Refugees are Australia’s most entrepreneurial migrants and are almost twice as likely to be entrepreneurs as the wider Australian population. Despite this, both current policy and refugee settlement services focus on other forms of employment and rarely encourage entrepreneurship as a potential avenue for refugees in Australia.
A new report by the Centre for Policy Development (CDP) and Open Political Economy Network (OPEN) shows that supporting refugees in Australian to launch new businesses could result in nearly $1bn a year added to the economy within ten years. An increase in refugee businesses results in jobs for both refugees and locals as well as increased local and international trade. Celebrating refugee entrepreneurship also has the important outcome of helping to dispel fears that refugees are a burden on local communities.
Benefits of entrepreneurship for refugees and communities
Entrepreneurship by refugees has social and economic benefits for both refugees and the community. Self-employment offers refugees the psychological boost, social status, and pride of being a business owner. It also provides more opportunity to build connections in their community and to improve their English skills. The community gains added fiscal benefits such as increased access to products and services, jobs, increased tax revenue and decreased welfare spending.
Despite the lack of support currently available, refugees who start businesses generate a higher median income from their businesses than Australians in general. Some start businesses due to necessity; others after identifying an opportunity that locals have missed or translating previous experience to an Australian context.

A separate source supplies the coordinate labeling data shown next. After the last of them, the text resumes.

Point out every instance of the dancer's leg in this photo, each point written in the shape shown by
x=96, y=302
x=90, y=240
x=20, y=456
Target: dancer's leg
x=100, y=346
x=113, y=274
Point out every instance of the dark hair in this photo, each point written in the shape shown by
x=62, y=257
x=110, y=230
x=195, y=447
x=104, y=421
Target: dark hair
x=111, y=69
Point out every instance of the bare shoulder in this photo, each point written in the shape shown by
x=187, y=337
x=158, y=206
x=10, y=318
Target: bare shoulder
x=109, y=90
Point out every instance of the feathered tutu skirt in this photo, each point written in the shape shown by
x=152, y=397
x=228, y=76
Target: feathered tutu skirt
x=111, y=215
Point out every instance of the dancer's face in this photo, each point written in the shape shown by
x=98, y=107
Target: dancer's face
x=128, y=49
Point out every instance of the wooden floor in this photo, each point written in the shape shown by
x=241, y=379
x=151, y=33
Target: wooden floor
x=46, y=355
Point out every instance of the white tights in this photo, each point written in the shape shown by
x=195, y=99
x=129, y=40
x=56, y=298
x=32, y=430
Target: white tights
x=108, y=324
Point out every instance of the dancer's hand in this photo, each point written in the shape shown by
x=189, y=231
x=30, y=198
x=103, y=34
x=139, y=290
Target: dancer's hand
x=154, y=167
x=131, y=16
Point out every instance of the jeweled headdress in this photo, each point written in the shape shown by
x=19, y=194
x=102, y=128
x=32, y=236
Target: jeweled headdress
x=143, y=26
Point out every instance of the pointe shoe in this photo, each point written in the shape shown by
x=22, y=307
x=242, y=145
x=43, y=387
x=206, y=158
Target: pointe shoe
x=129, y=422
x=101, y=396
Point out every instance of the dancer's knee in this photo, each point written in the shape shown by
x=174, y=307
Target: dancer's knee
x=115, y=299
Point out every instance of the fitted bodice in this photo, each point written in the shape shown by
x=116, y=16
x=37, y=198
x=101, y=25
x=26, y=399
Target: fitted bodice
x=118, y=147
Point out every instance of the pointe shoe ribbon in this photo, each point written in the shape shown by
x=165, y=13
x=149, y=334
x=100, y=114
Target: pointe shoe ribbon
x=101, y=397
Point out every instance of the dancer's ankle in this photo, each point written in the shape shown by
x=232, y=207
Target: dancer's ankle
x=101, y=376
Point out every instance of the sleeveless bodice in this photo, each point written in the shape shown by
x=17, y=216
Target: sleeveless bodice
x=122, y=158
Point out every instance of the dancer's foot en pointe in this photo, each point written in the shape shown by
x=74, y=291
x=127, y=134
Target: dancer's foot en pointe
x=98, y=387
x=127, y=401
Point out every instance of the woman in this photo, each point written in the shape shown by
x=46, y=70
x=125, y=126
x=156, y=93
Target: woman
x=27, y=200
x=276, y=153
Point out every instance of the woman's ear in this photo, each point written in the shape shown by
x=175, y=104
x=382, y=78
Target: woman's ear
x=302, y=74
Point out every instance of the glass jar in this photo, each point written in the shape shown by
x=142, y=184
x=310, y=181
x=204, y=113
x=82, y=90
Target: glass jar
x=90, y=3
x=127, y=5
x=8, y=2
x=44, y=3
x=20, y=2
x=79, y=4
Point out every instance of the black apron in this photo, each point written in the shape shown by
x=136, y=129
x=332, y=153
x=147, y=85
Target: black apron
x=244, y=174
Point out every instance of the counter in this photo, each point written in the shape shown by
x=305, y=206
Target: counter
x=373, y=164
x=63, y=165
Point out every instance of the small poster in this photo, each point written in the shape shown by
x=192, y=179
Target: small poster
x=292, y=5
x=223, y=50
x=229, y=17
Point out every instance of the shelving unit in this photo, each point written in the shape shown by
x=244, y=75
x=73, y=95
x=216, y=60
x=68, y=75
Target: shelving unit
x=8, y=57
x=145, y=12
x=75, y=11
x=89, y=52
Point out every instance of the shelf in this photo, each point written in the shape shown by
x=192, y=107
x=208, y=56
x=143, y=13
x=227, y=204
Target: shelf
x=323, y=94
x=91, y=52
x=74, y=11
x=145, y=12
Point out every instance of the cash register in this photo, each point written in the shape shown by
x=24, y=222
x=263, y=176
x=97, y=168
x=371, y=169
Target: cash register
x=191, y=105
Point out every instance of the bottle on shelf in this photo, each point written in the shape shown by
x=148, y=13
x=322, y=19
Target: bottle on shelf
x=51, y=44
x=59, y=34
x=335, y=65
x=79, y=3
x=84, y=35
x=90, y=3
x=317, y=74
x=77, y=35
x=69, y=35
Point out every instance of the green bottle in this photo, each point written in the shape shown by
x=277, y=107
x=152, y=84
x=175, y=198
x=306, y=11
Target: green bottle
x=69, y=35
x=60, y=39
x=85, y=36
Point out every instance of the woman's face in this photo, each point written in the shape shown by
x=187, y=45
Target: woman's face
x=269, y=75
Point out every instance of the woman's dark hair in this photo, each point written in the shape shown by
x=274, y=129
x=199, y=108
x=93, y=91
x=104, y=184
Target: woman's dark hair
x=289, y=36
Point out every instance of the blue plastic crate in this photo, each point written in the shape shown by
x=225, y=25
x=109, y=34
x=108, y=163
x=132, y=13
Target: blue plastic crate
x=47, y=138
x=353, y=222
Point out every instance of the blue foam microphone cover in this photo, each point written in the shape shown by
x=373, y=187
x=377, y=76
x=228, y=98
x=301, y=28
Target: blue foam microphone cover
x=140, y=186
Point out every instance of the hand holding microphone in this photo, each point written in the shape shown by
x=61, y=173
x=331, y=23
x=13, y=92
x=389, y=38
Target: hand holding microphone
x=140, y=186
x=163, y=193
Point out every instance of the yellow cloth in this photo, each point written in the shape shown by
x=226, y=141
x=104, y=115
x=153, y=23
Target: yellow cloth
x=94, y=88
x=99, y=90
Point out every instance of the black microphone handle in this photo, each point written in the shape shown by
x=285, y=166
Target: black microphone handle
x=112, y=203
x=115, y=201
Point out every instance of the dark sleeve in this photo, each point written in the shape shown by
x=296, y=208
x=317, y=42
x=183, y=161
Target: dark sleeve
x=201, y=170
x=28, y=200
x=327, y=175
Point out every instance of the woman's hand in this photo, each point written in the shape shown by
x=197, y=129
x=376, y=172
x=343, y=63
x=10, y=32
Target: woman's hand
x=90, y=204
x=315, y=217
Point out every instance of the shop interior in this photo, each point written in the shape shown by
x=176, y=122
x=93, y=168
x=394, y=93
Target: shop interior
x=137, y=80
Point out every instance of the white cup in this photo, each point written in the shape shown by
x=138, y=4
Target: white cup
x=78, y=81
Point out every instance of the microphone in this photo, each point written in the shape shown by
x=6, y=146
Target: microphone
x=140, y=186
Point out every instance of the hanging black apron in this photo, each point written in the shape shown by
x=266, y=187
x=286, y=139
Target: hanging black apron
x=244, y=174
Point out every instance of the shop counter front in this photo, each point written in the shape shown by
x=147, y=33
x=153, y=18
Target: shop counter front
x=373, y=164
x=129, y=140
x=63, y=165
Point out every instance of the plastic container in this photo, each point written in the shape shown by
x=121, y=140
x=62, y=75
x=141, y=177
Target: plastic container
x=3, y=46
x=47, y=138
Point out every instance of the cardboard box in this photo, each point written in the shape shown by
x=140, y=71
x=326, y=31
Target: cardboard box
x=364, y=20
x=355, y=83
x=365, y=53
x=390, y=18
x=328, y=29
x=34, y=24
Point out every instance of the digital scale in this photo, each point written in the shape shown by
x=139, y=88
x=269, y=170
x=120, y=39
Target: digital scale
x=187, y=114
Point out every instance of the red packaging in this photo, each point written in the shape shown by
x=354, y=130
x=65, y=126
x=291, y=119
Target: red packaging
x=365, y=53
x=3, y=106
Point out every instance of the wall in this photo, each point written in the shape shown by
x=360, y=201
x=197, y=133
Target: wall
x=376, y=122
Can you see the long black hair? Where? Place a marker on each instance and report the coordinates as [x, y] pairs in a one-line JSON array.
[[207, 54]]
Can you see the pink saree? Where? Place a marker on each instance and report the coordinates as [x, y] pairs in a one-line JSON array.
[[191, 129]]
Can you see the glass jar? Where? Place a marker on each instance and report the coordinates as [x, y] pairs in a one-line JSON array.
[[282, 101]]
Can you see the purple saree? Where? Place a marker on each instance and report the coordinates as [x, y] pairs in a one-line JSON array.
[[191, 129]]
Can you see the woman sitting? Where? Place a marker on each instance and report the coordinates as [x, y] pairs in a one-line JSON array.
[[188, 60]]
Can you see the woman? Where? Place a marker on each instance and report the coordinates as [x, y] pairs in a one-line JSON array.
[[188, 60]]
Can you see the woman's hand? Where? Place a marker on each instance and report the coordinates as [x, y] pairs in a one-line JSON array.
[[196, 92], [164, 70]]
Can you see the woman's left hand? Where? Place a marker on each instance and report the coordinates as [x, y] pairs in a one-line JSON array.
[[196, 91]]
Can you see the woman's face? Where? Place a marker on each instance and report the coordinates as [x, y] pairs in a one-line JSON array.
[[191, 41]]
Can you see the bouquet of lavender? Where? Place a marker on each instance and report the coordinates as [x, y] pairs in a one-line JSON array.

Currently there is little access to training, mentoring, and support from federal and state governments. While some non-governmental organisations do offer programs, they lack both scale and funding and are generally limited to those in Sydney and Melbourne.
How to support refugee entrepreneurs
The report, titled Seven Steps to SUCCESS, outlines a number of recommendations to improve the support available to prospective refugee entrepreneurs in the following broad areas:
- Coordinate a strategic approach to present entrepreneurship as a viable option in all publicly-funded initiatives.
- Offer prospective entrepreneurs upskill via business and language training or acquisition of local business licenses.
- Support refugees to make connections both with other refugee entrepreneurs to share knowledge and with potential customers and markets.
- Provide access to capital via government backed loans to lower the biggest stumbling block of lack of funding.
- Lift regulations and welfare barriers that impede entrepreneurship by continuing welfare payments for the first year of business and creating additional visa places for refugee entrepreneurs.
- Target support both to different stages of business and different groups such as young people, women, and those in regional or rural areas.
- Finally, highlighting successful refugee entrepreneurs helps inspire others and create a more positive narrative about refugees in Australia.
These recommendations would work together to create a more supportive environment for refugee entrepreneurs in Australia and their local communities.